Virginians’ approval of Gov. Glenn Youngkin and President Joe Biden remains about the same from the most recent poll in May, with 51% of Virginians approving of the way Youngkin is handling his job as governor and 40% approving of the way Biden is handling his job as president, a new poll released Tuesday by the Institute for Policy and Opinion Research at Roanoke College found.
In the May survey, Youngkin also polled at 51%, which at the time was a drop of six points from February. Biden previously polled at 42%.
The percentage of Virginians who believe things are generally on the wrong track in Virginia and the nation also remains stable from the last poll, with 44% reporting that Virginia is on the wrong track and 73% reporting the same for the nation.
As for the legislatures at the state and national levels, 44% of Virginians approve of the way the Virginia General Assembly is handling its job — a drop of about six points since the previous poll in May. Virginians’ approval of Congress is even lower at 18%.
Since the legislature adjourned its regular 2023 session at the end of February, budget conferees have been deadlocked over amendments to the state’s biennial budget and just Friday reached a deal. At the focal point of the impasse was about $1 billion in additional tax relief legislation that Youngkin had asked for.
With all seats up for grabs in the General Assembly this November, approximately 55% of Virginians say they are at least somewhat closely following the legislative elections coming up this November.
Virginians’ favorability ratings for key political figures such as Youngkin, Biden and former President Donald Trump also remain stable compared with the previous poll. About 48% report a favorable impression of Youngkin while 41% report an unfavorable impression.
At the national level, 43% and 30% of Virginians report favorable impressions of Biden and Trump, respectively, while 53% and 65% report unfavorable impressions.
“Virginians’ attitudes about the direction of Virginia and the country remain mixed yet stable,” said Bryan Parsons, senior political analyst at the Institute for Policy and Opinion Research. “This is also true in their approval and favorability ratings for political figures like Youngkin, Biden and Trump. With that said, partisanship continues to shape the way Virginians evaluate key political figures and events.”
The percentage of Virginians who reported hearing or reading a lot or some about the four indictments of Trump was 82% in the case involving allegations about classified documents, 77% in the case involving allegations about hush money payments, and 84% in the federal case involving allegations about the 2020 presidential election.

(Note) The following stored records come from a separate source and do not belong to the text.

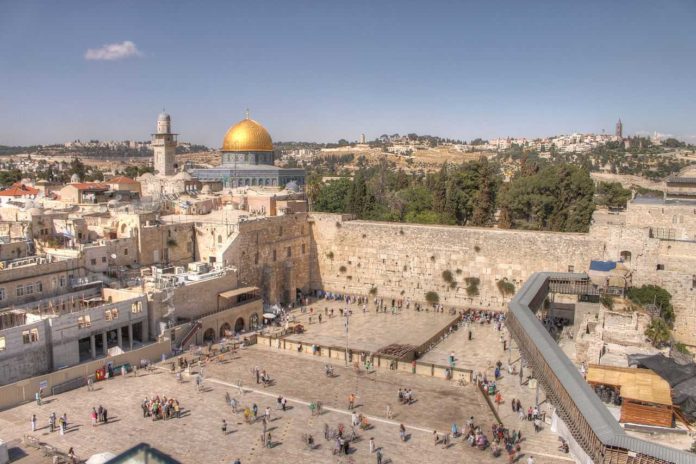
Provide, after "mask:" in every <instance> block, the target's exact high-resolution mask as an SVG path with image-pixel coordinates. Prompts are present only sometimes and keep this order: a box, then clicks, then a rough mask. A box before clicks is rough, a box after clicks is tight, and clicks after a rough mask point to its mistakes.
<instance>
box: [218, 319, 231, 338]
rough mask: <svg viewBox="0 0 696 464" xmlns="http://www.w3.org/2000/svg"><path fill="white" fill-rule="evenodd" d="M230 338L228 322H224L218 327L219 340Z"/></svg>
mask: <svg viewBox="0 0 696 464" xmlns="http://www.w3.org/2000/svg"><path fill="white" fill-rule="evenodd" d="M231 336H232V326H231V325H230V324H229V323H228V322H224V323H223V324H222V325H221V326H220V338H225V337H231Z"/></svg>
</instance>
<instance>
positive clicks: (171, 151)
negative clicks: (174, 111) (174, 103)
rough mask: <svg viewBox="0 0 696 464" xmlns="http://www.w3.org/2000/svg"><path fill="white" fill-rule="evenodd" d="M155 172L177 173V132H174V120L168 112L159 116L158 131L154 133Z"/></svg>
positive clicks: (154, 164) (167, 173)
mask: <svg viewBox="0 0 696 464" xmlns="http://www.w3.org/2000/svg"><path fill="white" fill-rule="evenodd" d="M152 150H153V152H154V157H155V161H154V168H155V172H156V173H157V174H159V175H160V176H173V175H174V174H176V168H177V166H176V163H175V160H176V158H175V154H176V134H172V120H171V118H170V117H169V115H168V114H167V113H160V115H159V116H158V117H157V132H156V133H154V134H152Z"/></svg>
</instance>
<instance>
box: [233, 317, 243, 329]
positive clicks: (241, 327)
mask: <svg viewBox="0 0 696 464" xmlns="http://www.w3.org/2000/svg"><path fill="white" fill-rule="evenodd" d="M234 331H235V332H236V333H240V332H244V319H242V318H241V317H240V318H238V319H237V321H236V322H235V323H234Z"/></svg>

For each of these cases, the poll asked Virginians whether they think Trump did something illegal, did something unethical but not illegal, or did nothing wrong. A majority of Virginians reported that they think Trump did something illegal in the cases involving classified documents (54%) and the 2020 election (51%), while about a third reported that they think he did something illegal in the case involving hush money payments (34%).
“Virginians are split in their opinions of Trump’s indictments,” said Parsons, the senior political analyst at the institute.
“While a majority believes he has done something illegal in the cases involving allegations about classified documents and the 2020 presidential election, nearly a third believe he has either done nothing wrong or has done something unethical but not wrong in those cases. Only a third of Virginians believe he did something illegal in the case involving hush money payments,” Parsons said.
Despite his legal challenges, Trump maintains a commanding lead of 47% as the first choice among self-reported Virginia Republicans, followed by Florida Gov. Ron DeSantis at 13% and the rest of the candidates in single digits. While Trump’s level of support remains about the same as in the previous poll, the percentage of Republicans reporting DeSantis as their first choice has dropped by 15% since the last poll in May.
Although Youngkin has not entered the race, the poll also included him in the list of candidates again. The survey found that 14% of Virginians reported Youngkin as their second-choice candidate for the Republican nomination, coming in fourth after DeSantis (19%), Trump (17%) and Ramaswamy (17%).
For its latest poll, the Institute for Policy and Opinion Research at Roanoke College interviewed 702 adult residents of Virginia between Aug. 6 and Aug. 15. The survey has a margin of error of 4.2%.